DescriptionThis dissertation project proposes a novel theoretical framework for understanding the
constraining role that opinionated audiences play in international bargaining. The well-known
audience cost paradigm assumes that domestic audiences have a strong general
preference for their leader making good on the threats they issue, which has led to a number
of serious empirical challenges for that paradigm. I argue on psychological grounds that
audiences' reactionary tendencies to policy shifts of all kinds effectively generate a similar
but distinct expectation cost; these patterns of reaction, when fully understood, can explain
a wide range of empirical phenomena in international security, including but not limited to
those with which audience cost theory is concerned.
The theory indicates that: the median voter theorem generally does not hold over time;
positive reactions to popular shifts are always weaker than they would otherwise be; and,
ultimately, acting in an inconsistent manner leads inevitably and unconditionally to a loss
of domestic approval which can be used for signaling purposes in international bargaining.
Most importantly, this theory can provide a unique and more proper explanation for
the democratic peace phenomenon: the generally dovish attitudes that democracies' audiences
have toward other democracies interact with their deviations from classical utility maximization
to produce a virtuous cycle of non-conflict.

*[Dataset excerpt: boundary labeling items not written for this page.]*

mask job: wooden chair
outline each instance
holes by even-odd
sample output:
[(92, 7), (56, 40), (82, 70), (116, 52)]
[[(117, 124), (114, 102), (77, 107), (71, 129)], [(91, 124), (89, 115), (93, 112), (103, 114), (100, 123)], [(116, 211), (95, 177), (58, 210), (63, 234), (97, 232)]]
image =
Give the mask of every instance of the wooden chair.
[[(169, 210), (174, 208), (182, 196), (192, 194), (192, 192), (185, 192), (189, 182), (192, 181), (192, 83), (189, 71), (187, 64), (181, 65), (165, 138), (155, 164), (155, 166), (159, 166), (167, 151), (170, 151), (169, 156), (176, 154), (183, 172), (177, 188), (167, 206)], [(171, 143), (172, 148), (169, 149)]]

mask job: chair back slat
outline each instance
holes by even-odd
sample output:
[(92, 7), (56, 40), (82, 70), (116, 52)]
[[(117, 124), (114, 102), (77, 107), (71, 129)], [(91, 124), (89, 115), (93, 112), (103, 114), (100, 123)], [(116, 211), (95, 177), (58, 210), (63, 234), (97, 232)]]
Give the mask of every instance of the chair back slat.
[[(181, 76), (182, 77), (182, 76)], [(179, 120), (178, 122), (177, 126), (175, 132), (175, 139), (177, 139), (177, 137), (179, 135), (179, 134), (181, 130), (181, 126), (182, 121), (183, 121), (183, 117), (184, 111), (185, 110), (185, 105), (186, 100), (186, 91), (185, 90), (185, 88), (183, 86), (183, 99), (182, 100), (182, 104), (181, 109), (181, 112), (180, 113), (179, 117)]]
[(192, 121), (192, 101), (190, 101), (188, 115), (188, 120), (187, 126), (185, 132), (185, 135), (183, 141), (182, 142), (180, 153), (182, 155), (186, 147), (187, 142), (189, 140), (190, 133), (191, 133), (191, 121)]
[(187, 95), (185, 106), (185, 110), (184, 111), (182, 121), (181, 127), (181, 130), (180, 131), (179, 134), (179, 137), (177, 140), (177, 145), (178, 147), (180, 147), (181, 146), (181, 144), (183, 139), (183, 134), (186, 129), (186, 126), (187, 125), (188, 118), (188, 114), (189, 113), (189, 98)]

Most chapters constitute empirical tests of the theory, focusing on the quantifiable existence of expectation costs as well as their qualitative nuance. Nonlinear regression models on ANES panel data exhibit the fact that voters' reactions to policy shifts as they perceive them are subject to loss aversion, as predicted by prospect theory. Qualitative studies of the four cases in which a U.S. president violated a major campaign promise relating to foreign policy provide more comprehensive evidence of the expectation cost mechanism at work in real and substantively important cases of international bargaining.